# Need new plane irons



## islandboy85 (Sep 17, 2011)

I need new plane irons for my old eBay/stanly #4,5, and 6 planes. I'm not sure if I need to replace the chip breaker with the blades or if I can get away with just replacing the blades?

Other than the difference of A-2 vs O-1 is it hard to go wrong with any of the vendors sold by someone like Woodcraft? There is a big price range. Not wanting to break the bank, but duh, don't want junk.


----------



## Dave Paine (May 30, 2012)

I got some old Stanley planes last July, set of 3, 4, 5, 6, and 7.

A couple of these had very bad sharpened by someone who did not know what they were doing.

I pondered about replacing the blades.
I decided to start by replacing the cap irons with the Veritas cap irons.

http://www.leevalley.com/US/Wood/page.aspx?p=66868&cat=1,41182

I feel these replacement cap irons improve cutting ability with the present blades. Much better contact with the blade so shavings do not get caught underneath. The thicker cap iron also helps to reduce chatter.

If you still want to get replacement blades you can get a few dollars by purchasing a cap iron and blade together.

I have purchased A2 replacement blades from Veritas, and a Ron Hock blade which went into a Record #5. I like both.

http://www.leevalley.com/US/Wood/page.aspx?p=32692&cat=1,41182,43698&ap=1 

I think Woodcraft sells the Pinnacle cap irons.blades as well as the Hock blades.


----------



## ACP (Jan 24, 2009)

I've used the Lee Valley's iron/cap iron. I love them. I went with A2 because I hate sharpening and think the A2 lasts longer. They are the best value to performance in my opinion.


----------



## islandboy85 (Sep 17, 2011)

Awesome, thanks for your input.

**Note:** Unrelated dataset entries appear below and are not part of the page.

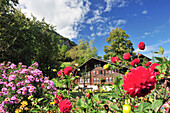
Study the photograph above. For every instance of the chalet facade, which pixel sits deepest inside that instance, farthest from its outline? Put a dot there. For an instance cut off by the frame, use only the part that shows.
(92, 72)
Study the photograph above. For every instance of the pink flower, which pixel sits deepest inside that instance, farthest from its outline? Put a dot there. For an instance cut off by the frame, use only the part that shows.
(59, 73)
(153, 66)
(135, 61)
(115, 59)
(139, 82)
(141, 45)
(65, 106)
(67, 70)
(126, 56)
(148, 64)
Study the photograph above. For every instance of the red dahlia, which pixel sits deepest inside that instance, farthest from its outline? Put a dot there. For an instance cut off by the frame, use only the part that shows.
(139, 82)
(67, 70)
(126, 56)
(135, 61)
(153, 66)
(65, 106)
(141, 45)
(114, 59)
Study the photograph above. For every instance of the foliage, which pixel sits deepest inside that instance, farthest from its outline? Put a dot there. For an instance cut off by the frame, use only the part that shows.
(83, 51)
(28, 40)
(24, 88)
(119, 44)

I don't have the money to do all of them at once. Which plane do you use most? I've heard the #4 is most used.


----------



## Dave Paine (May 30, 2012)

islandboy85 said:


> Awesome, thanks for your input. I don't have the money to do all of them at once. Which plane do you use most? I've heard the #4 is most used.


This is not an easy question to answer, since I think our needs all differ.

The #4 and #5 have the same 2in blade width.

I happen to like using the #4 over the #5, when I want to do some light duty work. Some folks will prefer the longer bed of the #5.

Try using both planes on a test piece and see if one feels easier to use than the other.

See if either the #4 or #5 has sides which are truly 90 deg. The older Stanleys were not always milled to be true. If one is true, this can also be used on a chuting board, and I would upgrade this one first.

I use the longer #6 when I need to get a straight edge on a rough cut board so I can run this on the table saw.

If I were to track the frequency of use, my LV medium shoulder plane may have the most use.


----------



## Fred Hargis (Apr 28, 2012)

islandboy85 said:


> Awesome, thanks for your input. I don't have the money to do all of them at once. Which plane do you use most? I've heard the #4 is most used.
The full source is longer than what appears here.